Climate Sensitivity Increases Under Higher CO2 Levels Due to Feedback Temperature Dependence

Equilibrium climate sensitivity-the equilibrium warming per CO2 doubling-increases with CO2 concentration for 13 of 14 coupled general circulation models for 0.5-8 times the preindustrial concentration. In particular, the abrupt 4 x CO2 equilibrium warming is more than twice the 2 x CO2 warming. We identify three potential causes: nonlogarithmic forcing, feedback CO2 dependence, and feedback temperature dependence. Feedback temperature dependence explains at least half of the sensitivity increase, while feedback CO2 dependence explains a smaller share, and nonlogarithmic forcing decreases sensitivity in as many models as it increases it. Feedback temperature dependence is positive for 10 out of 14 models, primarily due to the longwave clear-sky feedback, while cloud feedbacks drive particularly large sensitivity increases.

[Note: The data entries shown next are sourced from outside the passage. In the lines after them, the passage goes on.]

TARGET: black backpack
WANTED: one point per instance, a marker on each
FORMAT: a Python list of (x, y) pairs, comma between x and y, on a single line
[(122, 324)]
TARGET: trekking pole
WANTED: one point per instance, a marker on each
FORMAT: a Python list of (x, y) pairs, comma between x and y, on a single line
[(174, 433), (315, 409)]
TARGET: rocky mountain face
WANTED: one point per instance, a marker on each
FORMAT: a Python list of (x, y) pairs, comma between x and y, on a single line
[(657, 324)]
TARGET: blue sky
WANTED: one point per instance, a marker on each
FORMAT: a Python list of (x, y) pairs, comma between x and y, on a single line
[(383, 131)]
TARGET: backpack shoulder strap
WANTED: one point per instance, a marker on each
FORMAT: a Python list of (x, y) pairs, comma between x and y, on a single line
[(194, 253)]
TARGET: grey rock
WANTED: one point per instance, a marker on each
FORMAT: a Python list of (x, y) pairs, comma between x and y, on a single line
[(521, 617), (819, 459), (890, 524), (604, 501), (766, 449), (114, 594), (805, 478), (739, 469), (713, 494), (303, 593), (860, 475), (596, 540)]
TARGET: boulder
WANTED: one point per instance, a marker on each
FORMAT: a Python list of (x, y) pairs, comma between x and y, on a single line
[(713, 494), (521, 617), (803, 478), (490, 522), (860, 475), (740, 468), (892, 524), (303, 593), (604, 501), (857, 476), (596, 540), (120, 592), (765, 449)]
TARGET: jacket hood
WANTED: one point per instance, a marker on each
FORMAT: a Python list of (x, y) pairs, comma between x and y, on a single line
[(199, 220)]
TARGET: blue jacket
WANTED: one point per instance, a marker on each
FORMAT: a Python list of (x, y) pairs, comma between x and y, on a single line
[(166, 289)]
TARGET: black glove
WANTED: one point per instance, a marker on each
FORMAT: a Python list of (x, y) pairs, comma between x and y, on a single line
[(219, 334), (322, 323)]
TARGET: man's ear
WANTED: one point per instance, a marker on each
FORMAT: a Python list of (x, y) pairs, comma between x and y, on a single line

Feedback temperature dependence increases the risk of extreme or runaway warming, and is estimated to cause six models to warm at least an additional 3K under 8 x CO2.

Automated summary

The equilibrium climate sensitivity, or the equilibrium warming per CO2 doubling, increases with CO2 concentration for most coupled general circulation models, with feedback temperature dependence being a key factor driving the sensitivity increase. Feedback temperature dependence is positive in the majority of models, primarily due to the longwave clear-sky feedback, and it raises the risk of extreme or runaway warming.